Ti parlo allora, di Gomorra la Serie. Molto complessa non solo per il tema trattato ma logisticamente difficile: quattro registi, duecento location, centinaia di persone tra troupe attori, stunt man; effetti speciali scene d’azione difficilissime e direi anche pericolose; migliaia di imprevisti; riprese realizzate prevalentemente di notte - per ogni serie - otto mesi di riprese; giornate di lavoro lunghissime. La vita vissuta in ogni suo istante sul set. Tutto estremamente faticoso, anche perché costretti a fare i conti con quello che si respirava a Napoli: da una parte la finzione del set che rappresentava una violentissima realtà e dall’altra quella che si ritrovava fuori nei luoghi in cui si svolgevano le riprese - penso alle Vele o ai Quartieri Spagnoli - Napoli, bellissima e indimenticabile ma simultaneamente culla natale di dinamiche violente, da cui gli sceneggiatori, i registi e tutti i reparti artistici e tecnici hanno tratto ispirazione. Dinamiche che premevano col loro peso specifico su tutta la troupe. Essere uniti, alleati, assolutamente necessario. Alleanza di cuori.

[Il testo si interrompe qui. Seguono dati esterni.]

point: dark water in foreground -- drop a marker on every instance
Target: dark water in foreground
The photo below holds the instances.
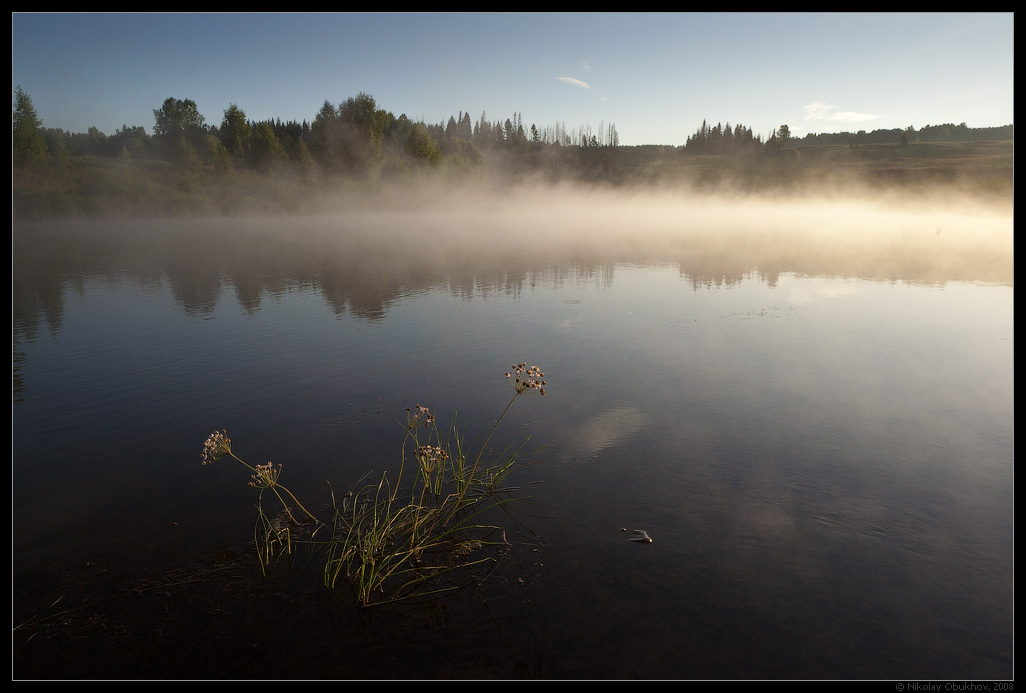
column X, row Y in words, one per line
column 811, row 414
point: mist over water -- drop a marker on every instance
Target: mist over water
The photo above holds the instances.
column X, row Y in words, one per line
column 807, row 402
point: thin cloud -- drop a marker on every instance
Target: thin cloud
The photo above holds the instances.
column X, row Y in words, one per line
column 820, row 111
column 576, row 82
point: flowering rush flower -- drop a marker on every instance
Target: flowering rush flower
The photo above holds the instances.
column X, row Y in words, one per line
column 216, row 447
column 524, row 378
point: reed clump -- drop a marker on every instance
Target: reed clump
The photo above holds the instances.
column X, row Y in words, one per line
column 396, row 538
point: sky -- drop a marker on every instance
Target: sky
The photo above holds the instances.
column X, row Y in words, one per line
column 655, row 76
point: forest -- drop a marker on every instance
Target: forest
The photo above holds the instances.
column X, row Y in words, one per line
column 189, row 165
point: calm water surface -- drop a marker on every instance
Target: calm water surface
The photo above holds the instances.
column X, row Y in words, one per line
column 811, row 412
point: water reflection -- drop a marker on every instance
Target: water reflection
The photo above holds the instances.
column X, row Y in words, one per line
column 363, row 264
column 810, row 411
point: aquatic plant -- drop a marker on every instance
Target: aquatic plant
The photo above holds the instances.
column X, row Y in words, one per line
column 390, row 548
column 265, row 476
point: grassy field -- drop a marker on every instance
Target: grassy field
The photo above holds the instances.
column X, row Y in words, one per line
column 94, row 187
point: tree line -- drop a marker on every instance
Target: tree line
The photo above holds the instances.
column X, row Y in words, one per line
column 351, row 137
column 357, row 136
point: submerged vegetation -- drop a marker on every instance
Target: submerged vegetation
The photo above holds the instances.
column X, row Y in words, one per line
column 355, row 148
column 395, row 538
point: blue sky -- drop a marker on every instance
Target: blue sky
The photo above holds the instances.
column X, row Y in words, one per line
column 656, row 76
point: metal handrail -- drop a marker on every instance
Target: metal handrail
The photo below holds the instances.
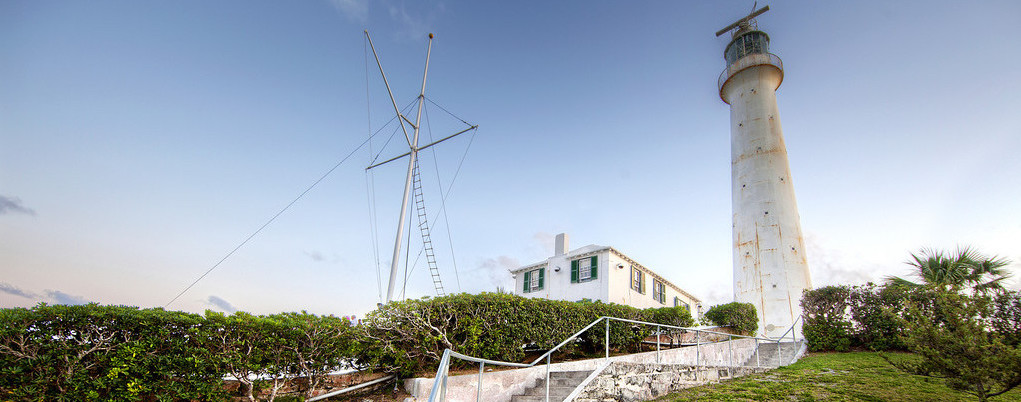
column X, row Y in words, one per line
column 438, row 392
column 793, row 336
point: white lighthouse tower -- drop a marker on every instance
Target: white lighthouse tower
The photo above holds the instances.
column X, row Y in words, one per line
column 770, row 268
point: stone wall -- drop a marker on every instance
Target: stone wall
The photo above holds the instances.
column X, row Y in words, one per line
column 499, row 386
column 643, row 382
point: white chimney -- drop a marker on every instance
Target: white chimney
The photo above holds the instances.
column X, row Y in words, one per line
column 561, row 246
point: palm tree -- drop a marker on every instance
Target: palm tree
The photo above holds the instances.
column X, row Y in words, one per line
column 954, row 271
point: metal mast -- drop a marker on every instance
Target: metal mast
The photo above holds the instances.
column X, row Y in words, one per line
column 412, row 143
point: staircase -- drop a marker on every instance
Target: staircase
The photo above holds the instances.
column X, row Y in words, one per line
column 561, row 385
column 767, row 354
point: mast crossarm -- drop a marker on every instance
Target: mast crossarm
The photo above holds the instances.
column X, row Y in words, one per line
column 408, row 120
column 744, row 19
column 387, row 84
column 427, row 146
column 450, row 136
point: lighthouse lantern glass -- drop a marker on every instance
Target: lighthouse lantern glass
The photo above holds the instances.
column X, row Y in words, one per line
column 748, row 43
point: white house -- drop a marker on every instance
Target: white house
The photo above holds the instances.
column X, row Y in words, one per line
column 599, row 272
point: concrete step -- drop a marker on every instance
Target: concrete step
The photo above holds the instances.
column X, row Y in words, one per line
column 541, row 390
column 562, row 384
column 539, row 398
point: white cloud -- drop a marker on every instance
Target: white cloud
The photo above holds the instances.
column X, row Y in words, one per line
column 64, row 298
column 15, row 291
column 355, row 10
column 14, row 205
column 220, row 303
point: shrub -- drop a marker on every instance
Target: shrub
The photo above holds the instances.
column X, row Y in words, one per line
column 738, row 316
column 677, row 316
column 875, row 312
column 826, row 324
column 951, row 335
column 409, row 336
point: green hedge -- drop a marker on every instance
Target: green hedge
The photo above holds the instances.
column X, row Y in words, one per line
column 870, row 316
column 739, row 316
column 407, row 337
column 117, row 353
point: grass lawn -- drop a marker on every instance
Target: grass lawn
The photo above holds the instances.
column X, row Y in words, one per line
column 833, row 377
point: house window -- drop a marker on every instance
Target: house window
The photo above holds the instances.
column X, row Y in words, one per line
column 637, row 280
column 659, row 291
column 584, row 269
column 680, row 303
column 534, row 280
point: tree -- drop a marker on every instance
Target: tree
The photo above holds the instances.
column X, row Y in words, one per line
column 965, row 267
column 953, row 339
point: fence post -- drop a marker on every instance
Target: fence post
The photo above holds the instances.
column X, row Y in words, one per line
column 758, row 363
column 730, row 346
column 658, row 334
column 779, row 360
column 547, row 377
column 608, row 338
column 478, row 394
column 697, row 347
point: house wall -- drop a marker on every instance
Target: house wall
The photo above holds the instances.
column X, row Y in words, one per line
column 557, row 284
column 613, row 284
column 621, row 292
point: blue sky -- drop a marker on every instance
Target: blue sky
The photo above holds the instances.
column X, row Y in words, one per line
column 140, row 142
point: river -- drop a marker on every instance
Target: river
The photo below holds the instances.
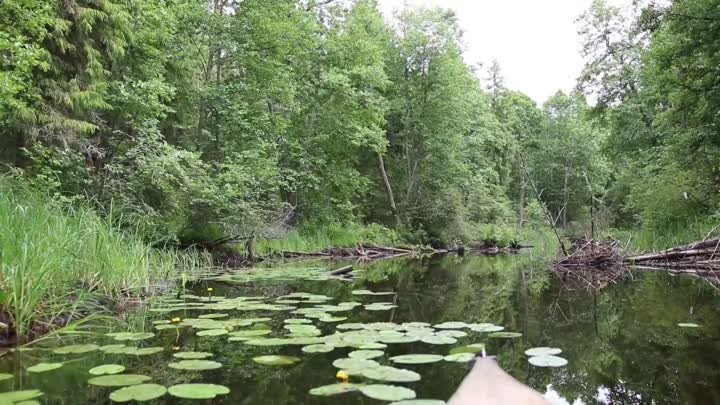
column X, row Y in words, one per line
column 622, row 342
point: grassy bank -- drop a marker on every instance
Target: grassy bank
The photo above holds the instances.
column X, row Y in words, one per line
column 57, row 262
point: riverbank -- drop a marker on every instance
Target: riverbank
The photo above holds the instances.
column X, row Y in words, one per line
column 59, row 264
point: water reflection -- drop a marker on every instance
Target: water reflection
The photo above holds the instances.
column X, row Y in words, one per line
column 623, row 342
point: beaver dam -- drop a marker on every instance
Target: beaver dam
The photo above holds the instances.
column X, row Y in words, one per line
column 600, row 262
column 401, row 327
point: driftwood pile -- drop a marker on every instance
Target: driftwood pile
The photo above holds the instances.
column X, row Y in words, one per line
column 597, row 263
column 366, row 252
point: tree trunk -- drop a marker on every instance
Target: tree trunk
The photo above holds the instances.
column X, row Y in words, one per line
column 388, row 190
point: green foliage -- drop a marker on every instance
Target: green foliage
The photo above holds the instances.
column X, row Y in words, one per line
column 53, row 258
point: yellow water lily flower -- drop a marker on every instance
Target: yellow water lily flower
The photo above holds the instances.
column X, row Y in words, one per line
column 342, row 376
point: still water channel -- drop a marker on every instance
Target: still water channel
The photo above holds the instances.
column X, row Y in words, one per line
column 622, row 342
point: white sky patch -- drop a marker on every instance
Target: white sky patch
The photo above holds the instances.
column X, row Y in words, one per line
column 535, row 41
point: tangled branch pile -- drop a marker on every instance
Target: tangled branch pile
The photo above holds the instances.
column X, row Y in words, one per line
column 593, row 253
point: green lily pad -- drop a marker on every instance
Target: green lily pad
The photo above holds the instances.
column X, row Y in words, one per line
column 198, row 391
column 543, row 351
column 213, row 316
column 392, row 374
column 452, row 333
column 76, row 349
column 460, row 357
column 451, row 325
column 43, row 367
column 350, row 326
column 192, row 355
column 380, row 306
column 144, row 351
column 119, row 380
column 18, row 396
column 319, row 348
column 212, row 332
column 195, row 365
column 508, row 335
column 473, row 348
column 486, row 327
column 140, row 393
column 297, row 321
column 250, row 333
column 366, row 354
column 354, row 364
column 439, row 340
column 547, row 361
column 107, row 369
column 276, row 360
column 334, row 389
column 112, row 349
column 28, row 402
column 122, row 336
column 417, row 358
column 387, row 392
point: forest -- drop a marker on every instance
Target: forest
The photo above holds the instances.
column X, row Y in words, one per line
column 189, row 121
column 132, row 128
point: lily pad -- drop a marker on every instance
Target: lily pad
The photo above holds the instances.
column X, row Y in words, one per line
column 198, row 391
column 43, row 367
column 319, row 348
column 297, row 321
column 508, row 335
column 18, row 396
column 452, row 333
column 350, row 363
column 140, row 393
column 192, row 355
column 472, row 348
column 392, row 374
column 113, row 349
column 547, row 361
column 543, row 351
column 195, row 365
column 451, row 325
column 76, row 349
column 400, row 339
column 107, row 369
column 486, row 327
column 387, row 392
column 144, row 351
column 460, row 357
column 439, row 340
column 213, row 316
column 276, row 360
column 366, row 354
column 417, row 358
column 334, row 389
column 122, row 336
column 119, row 380
column 212, row 332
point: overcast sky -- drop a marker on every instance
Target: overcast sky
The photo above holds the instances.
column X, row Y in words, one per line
column 535, row 41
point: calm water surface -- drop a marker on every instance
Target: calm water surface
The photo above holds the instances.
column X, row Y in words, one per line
column 622, row 341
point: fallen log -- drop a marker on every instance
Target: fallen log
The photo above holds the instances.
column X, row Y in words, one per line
column 670, row 254
column 342, row 271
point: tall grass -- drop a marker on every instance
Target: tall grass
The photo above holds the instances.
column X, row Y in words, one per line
column 53, row 257
column 316, row 238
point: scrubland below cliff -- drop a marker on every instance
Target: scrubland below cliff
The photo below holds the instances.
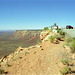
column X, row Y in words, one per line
column 41, row 59
column 10, row 41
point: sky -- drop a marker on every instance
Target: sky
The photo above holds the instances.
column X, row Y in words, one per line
column 36, row 14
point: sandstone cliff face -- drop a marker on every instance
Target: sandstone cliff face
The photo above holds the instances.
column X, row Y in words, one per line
column 45, row 35
column 26, row 34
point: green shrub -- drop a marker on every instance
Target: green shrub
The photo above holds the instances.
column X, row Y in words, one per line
column 58, row 30
column 51, row 39
column 46, row 28
column 65, row 61
column 65, row 70
column 51, row 29
column 68, row 40
column 62, row 33
column 57, row 36
column 72, row 46
column 1, row 71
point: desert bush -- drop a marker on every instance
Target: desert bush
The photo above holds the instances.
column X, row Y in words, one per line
column 46, row 28
column 68, row 40
column 65, row 70
column 51, row 29
column 1, row 71
column 62, row 33
column 51, row 39
column 57, row 36
column 65, row 61
column 58, row 30
column 72, row 46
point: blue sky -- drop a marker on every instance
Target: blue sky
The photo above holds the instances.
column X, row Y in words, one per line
column 36, row 14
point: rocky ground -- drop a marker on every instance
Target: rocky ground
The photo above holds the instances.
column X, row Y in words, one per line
column 42, row 59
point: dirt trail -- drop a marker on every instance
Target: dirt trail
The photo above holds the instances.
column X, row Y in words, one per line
column 43, row 60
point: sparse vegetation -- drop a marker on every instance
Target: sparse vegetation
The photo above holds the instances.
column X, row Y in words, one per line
column 72, row 46
column 57, row 36
column 65, row 61
column 71, row 43
column 46, row 28
column 51, row 39
column 65, row 70
column 58, row 30
column 51, row 29
column 1, row 71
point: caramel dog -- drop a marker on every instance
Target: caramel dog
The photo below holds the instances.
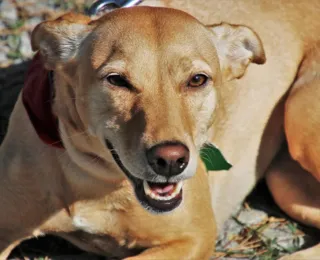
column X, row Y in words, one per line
column 133, row 96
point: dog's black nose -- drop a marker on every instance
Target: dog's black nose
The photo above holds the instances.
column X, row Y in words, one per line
column 168, row 159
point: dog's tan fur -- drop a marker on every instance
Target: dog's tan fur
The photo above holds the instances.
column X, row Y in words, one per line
column 81, row 194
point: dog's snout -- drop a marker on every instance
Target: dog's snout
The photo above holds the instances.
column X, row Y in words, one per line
column 168, row 159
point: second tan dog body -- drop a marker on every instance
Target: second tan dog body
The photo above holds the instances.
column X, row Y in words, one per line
column 83, row 195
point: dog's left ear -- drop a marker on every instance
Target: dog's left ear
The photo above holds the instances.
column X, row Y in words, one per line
column 58, row 41
column 236, row 46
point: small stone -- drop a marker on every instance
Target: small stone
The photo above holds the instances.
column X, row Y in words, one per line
column 8, row 12
column 25, row 45
column 252, row 217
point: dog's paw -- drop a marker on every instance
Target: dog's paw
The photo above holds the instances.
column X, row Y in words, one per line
column 312, row 253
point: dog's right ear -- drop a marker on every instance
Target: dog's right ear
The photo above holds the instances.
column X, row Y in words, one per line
column 58, row 41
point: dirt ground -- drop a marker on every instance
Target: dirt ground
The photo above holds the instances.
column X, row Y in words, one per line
column 258, row 228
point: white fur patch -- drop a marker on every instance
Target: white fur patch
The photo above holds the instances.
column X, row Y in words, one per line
column 81, row 223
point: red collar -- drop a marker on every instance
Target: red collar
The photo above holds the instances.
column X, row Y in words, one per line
column 37, row 99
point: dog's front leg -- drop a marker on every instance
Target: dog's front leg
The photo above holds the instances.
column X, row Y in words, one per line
column 193, row 248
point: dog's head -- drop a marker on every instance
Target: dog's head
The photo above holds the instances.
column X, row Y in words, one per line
column 145, row 82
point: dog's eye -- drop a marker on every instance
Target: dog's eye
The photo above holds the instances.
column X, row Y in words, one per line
column 118, row 80
column 198, row 80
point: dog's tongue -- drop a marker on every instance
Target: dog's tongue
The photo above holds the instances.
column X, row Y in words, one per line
column 161, row 188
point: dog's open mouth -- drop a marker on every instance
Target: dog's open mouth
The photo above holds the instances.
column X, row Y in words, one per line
column 155, row 197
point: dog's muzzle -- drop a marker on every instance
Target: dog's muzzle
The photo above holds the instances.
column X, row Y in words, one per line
column 167, row 159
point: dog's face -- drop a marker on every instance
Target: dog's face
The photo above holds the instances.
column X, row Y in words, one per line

Rifocillarsi ogni giorno di affetti umani.
Se non fossimo stati così coesi e solidali, nel rispetto delle competenze di ciascuno, Gomorra non sarebbe stata la serie che è: un prodotto di grande qualità, criticato ma apprezzato in tutto il mondo. Il grande Martin Scorsese l’ha ritenuta una delle migliori che abbia mai visto, una delle sue serie preferite.